2010年12月9日(木)

西部戦線異状なし!

 NLLに近い大青島での射撃訓練が予定されていたが、結局、一昨日も、昨日も韓国の演習はなかった。

 初日の6日は「強風など悪天候のため」が理由だったが、昨日は中止の理由が定かではない。韓国のマスコミでは「北朝鮮への刺激を避ける配慮があった」とか「必要以上に北朝鮮を刺激するのを避けた」との見方がされているが、それが事実ならば、これもまた予想したとおりだ。

 韓国側の危険地域での演習中止は米軍に止められたか、あるいは最初からそのつもりがなかったかの、どちらかだろう。

 北朝鮮も同様だ。

 韓国単独の演習について「断固対処する」と強気の声明を出すかと思いきや「われわれは現在、高度の冷静と自制を維持している」(朝鮮中央通信)としおらしいことを言っていた。換言すれば、最初から「手を出さない」と言明したことに等しい。報復に燃えている相手に仕掛ければ、返り血を浴びるだけだ。やはり、怖いのだろう。

 韓国も当初の発表では、大青島での韓国艦艇の演習は北朝鮮寄りの北東海域ではなく、反対の南西海域で、それも北朝鮮の沿岸に向けてではなく、南西側に向かって発砲することになっていた。演習を強行しても何の問題もないはずだ。ところが、実際にはできなかった。やはり、韓国も怖いのだろう。

 「北朝鮮が挑発すれば、屈服するまで徹底的に叩く」と豪語していた韓国の金寛鎮(キム・グァンジン)新任国防相は昨日、国会議員との会合で北朝鮮に近い海域での射撃訓練について「気象条件や諸状況を考慮して実施時期を検討する」と述べていた。大青島での演習を見送る考えのようだ。

 就任の挨拶で「戦闘機を動員して、爆撃しても、北朝鮮は全面戦はできない」「北朝鮮が追加挑発すれば、自衛権の次元から航空機を利用し、爆撃する」と勇ましいことを口にしていたのに一歩も二歩も後退してしまった。

 金国防相は今回の訓練とは別に、北朝鮮の砲撃を受けた延坪島での射撃訓練も近く実施する考えを示していた、また拡声器による非難宣伝の再開も検討すると言っていた。

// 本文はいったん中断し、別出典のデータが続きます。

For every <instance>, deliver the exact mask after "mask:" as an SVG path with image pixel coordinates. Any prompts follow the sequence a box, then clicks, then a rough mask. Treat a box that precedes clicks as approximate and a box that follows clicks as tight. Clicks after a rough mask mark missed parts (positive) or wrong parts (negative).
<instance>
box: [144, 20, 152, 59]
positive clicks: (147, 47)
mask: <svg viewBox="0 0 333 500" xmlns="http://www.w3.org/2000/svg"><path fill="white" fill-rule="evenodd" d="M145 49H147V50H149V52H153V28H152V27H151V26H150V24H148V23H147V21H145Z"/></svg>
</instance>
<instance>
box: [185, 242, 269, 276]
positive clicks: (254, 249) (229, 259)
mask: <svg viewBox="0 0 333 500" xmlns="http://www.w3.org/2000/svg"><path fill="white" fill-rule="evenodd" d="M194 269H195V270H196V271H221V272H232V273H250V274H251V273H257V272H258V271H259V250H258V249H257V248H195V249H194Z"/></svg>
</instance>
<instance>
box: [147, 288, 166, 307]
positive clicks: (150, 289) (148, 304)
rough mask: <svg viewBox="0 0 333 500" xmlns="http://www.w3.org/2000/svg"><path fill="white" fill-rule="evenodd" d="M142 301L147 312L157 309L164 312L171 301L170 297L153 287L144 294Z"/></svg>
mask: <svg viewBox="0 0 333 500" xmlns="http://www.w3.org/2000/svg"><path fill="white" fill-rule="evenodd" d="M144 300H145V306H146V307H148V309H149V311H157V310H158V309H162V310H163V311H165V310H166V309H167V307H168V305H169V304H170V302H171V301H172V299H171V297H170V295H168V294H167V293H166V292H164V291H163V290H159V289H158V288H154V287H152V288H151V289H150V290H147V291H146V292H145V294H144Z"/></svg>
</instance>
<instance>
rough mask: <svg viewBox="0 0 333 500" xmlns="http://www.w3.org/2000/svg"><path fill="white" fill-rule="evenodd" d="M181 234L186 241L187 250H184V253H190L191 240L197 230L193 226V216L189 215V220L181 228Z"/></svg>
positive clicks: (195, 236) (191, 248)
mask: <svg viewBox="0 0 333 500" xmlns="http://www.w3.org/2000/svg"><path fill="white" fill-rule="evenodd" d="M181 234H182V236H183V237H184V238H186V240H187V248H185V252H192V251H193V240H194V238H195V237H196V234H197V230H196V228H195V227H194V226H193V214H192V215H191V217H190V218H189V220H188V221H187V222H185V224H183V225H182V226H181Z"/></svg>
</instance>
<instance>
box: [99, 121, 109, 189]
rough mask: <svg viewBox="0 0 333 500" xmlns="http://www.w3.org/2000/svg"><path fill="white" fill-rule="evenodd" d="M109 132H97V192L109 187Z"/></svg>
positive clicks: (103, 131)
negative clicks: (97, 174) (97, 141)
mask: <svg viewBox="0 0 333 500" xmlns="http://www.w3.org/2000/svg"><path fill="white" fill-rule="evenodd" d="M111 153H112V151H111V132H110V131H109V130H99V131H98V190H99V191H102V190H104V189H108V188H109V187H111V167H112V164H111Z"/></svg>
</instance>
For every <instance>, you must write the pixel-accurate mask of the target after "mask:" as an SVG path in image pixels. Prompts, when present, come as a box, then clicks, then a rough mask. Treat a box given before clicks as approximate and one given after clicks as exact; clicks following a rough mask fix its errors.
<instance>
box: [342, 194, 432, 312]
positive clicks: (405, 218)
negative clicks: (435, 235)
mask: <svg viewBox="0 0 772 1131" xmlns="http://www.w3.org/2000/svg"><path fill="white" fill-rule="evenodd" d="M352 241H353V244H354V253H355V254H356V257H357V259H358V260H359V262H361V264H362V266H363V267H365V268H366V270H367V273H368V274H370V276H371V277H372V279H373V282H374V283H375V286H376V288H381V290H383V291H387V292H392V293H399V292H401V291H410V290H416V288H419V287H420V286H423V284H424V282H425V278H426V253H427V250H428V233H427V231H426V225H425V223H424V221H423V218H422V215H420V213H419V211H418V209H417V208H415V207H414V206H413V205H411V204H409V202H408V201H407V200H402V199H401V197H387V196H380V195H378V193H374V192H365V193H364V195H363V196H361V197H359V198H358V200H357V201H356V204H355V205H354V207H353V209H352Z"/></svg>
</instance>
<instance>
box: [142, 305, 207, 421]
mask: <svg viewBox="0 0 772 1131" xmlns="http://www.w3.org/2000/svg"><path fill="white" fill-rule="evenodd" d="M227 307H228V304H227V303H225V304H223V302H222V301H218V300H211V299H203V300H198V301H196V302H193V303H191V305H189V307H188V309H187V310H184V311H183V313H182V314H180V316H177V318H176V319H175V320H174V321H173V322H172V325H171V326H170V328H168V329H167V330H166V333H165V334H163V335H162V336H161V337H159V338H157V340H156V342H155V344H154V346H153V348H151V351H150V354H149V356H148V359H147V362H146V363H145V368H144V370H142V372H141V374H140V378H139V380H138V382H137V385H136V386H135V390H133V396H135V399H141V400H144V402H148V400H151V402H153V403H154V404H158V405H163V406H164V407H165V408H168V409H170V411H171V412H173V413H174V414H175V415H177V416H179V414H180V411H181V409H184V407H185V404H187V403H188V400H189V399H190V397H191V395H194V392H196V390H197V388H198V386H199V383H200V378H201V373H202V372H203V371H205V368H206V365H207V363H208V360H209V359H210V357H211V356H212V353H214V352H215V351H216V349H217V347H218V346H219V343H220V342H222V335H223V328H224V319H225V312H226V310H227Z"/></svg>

それを公言した以上、実施しなければ、北朝鮮に「脅しに屈した」と受け止められかねない。

 北朝鮮もまた延坪島での射撃訓練の再開や拡声器による宣伝放送再開には「物理的打撃を加える」と宣言していた。韓国が実施すれば、いやがうえにも行動せざるを得ないだろう。

 金国防相はそれに対して「空爆する」と威嚇していた。「空爆すれば、ソウルを攻撃する」と北朝鮮も負けじと韓国を脅している。南北双方とも、なんとなく犬の遠吠えに聞こえる。吠えることで鬱憤晴らしになればそれもよし。

 黄海(西海)上では今のところは、売り言葉に買い言葉で済んでいる。しかし、相手が挑発してきたら、公言した以上、行動に移さなければならない。特に韓国は局地戦、全面戦を覚悟の上で空爆しなければならない。これはまさに度胸試しだ。